Toronto real estate lawyer Bob Aaron suggests that tenants of the condominium band together and take other legal action through their board of directors.

“They can issue a demand that the music stop at 1 a.m. because there’s an obligation for peace and quiet in the building,” he said.

“I think the condo board has a lot of power and the city has a lot of power, which they may or may not be using, and I think the law is on the side with the residents.”


Sabrina, another resident of 801 King Street West, is part of a group called No Nightclub Noise, which was formed in response to another business in the area they say is also causing sleepless nights and anxiety. The group started a petition after months of trying to deal with the establishment through city channels such as calling 311 or reaching out to their local councillor.

“There's obviously the noise of living on King Street, the street cars, the traffic etc. But I've never had any issues with nightclub noise until February 25 of this year,” Sabrina said.

It was at that time that Pizza Wine Disco opened at 788 King Street West. The residents allege it is a nightclub “masquerading” as a restaurant. They have complained about loud music blasting until 3 a.m., large groups of people flooding the streets and patrons who regularly encroach onto nearby properties to urinate.

Sabrina has lived at 801 King Street for about 15 years and said she never had a problem with the area before now, even when a pub was open in the spot currently being used by Hyde Social.

“It's not just affecting our building. It's affecting multiple buildings in the neighborhood,” she said.

Videos in which Pizza Wine Disco is tagged, posted to Instagram and TikTok, shows a crowded bar with people dancing on tabletops, as well as patrons sitting enjoying pizza and drinks. They also have a “nightlife” specific website in which guests can request bottle service.

In a statement, a spokesperson for Pizza Wine Disco (PWD) said that they have never used a DJ and has never played music outside of its operating hours, which operate 5 p.m. to 2 a.m. between Thursdays and Saturdays.

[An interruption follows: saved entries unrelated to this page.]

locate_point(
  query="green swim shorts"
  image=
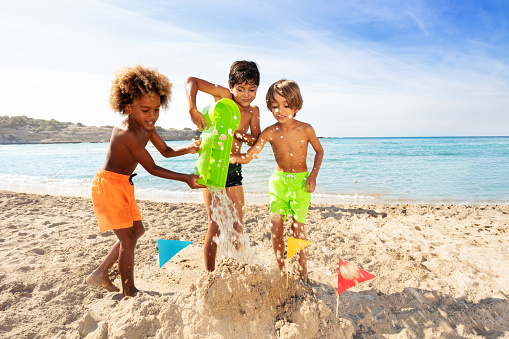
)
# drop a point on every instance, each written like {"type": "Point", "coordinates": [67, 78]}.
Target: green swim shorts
{"type": "Point", "coordinates": [287, 195]}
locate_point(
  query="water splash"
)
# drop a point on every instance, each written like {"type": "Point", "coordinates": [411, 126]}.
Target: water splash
{"type": "Point", "coordinates": [230, 243]}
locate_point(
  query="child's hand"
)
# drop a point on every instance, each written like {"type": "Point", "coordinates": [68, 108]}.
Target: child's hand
{"type": "Point", "coordinates": [198, 119]}
{"type": "Point", "coordinates": [194, 147]}
{"type": "Point", "coordinates": [192, 181]}
{"type": "Point", "coordinates": [310, 184]}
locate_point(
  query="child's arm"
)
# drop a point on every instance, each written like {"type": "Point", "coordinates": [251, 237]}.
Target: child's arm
{"type": "Point", "coordinates": [168, 152]}
{"type": "Point", "coordinates": [310, 185]}
{"type": "Point", "coordinates": [254, 126]}
{"type": "Point", "coordinates": [192, 86]}
{"type": "Point", "coordinates": [245, 158]}
{"type": "Point", "coordinates": [143, 157]}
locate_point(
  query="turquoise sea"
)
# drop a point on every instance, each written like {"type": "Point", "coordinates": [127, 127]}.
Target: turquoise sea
{"type": "Point", "coordinates": [436, 170]}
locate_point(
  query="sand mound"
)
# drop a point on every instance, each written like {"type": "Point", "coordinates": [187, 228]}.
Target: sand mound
{"type": "Point", "coordinates": [442, 271]}
{"type": "Point", "coordinates": [236, 300]}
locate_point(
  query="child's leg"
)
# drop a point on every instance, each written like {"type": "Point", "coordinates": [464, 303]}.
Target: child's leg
{"type": "Point", "coordinates": [128, 238]}
{"type": "Point", "coordinates": [100, 276]}
{"type": "Point", "coordinates": [278, 244]}
{"type": "Point", "coordinates": [209, 245]}
{"type": "Point", "coordinates": [236, 195]}
{"type": "Point", "coordinates": [299, 233]}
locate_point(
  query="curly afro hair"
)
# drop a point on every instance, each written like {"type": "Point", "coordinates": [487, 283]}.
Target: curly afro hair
{"type": "Point", "coordinates": [130, 84]}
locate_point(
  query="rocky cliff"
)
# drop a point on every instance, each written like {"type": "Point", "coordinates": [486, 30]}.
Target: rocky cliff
{"type": "Point", "coordinates": [77, 133]}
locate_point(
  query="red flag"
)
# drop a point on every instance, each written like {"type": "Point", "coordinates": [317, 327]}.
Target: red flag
{"type": "Point", "coordinates": [350, 275]}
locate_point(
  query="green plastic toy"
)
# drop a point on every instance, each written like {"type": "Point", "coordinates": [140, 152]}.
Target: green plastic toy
{"type": "Point", "coordinates": [222, 119]}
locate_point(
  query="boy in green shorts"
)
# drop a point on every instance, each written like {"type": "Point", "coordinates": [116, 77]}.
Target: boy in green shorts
{"type": "Point", "coordinates": [291, 185]}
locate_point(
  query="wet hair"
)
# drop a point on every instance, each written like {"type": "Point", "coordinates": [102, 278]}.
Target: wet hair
{"type": "Point", "coordinates": [244, 71]}
{"type": "Point", "coordinates": [130, 84]}
{"type": "Point", "coordinates": [289, 90]}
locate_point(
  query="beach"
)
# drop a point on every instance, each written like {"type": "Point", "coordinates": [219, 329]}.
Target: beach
{"type": "Point", "coordinates": [442, 271]}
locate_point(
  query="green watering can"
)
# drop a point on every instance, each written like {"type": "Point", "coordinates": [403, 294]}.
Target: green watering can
{"type": "Point", "coordinates": [222, 119]}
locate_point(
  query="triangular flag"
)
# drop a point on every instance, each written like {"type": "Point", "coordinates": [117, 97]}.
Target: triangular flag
{"type": "Point", "coordinates": [295, 245]}
{"type": "Point", "coordinates": [350, 275]}
{"type": "Point", "coordinates": [168, 248]}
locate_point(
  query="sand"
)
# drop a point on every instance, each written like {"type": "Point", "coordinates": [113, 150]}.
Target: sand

“The City of Toronto has confirmed that PWD is in compliance with all municipal bylaws including those relating to noise levels. Our staff routinely and frequently conducts decibel readings and we have installed noise limiters on the sound system to ensure continued compliance,” they said.

“The fact that PWD is a stand-alone building means that we are able to effectively monitor and control the volume emanating from the premises. We also have a substantial security presence and increased signage outside to ensure that patrons do not cause excessive noise when entering or exiting the establishment.”

The spokesperson insisted that PWD is “not a nightclub” and that it “does not have a dancefloor or guest list and does not charge a “cover/entrance fee”.

“PWD has gone above and beyond to solidify itself as a productive and respectful member of the community. The vast majority of our neighbours happily support our operations and have become regular customers.”

Farat Farrokhi lives in a townhouse right beside PWD, and says he is now considering moving because of the stress the situation is causing him. He has lived in the area for nine years and told CTV News Toronto that the back lane of the restaurant is right beside his bedroom. He said that he hears loud music and that after closing, patrons tend to stick around, talking loudly and urinating or vomiting on his property.

He has been complaining to 311 and reaching out to various politicians in all levels of government, but when Hyde Social moved into the area he had enough.

“I have an appointment with my realtor tomorrow. I am just thinking of leaving. And it's not a good time for me to do that,” he said.

And he isn’t the only one. Sabrina is also considering leaving the neighbourhood she used to love.

“Bylaws, the tools that we have to that are supposed to protect us, they really are very biased towards the business,” she said. “There's nothing in them that actually gives us any kind of leverage to fight the fact that there was a nightclub in a residential building, in a residential area.”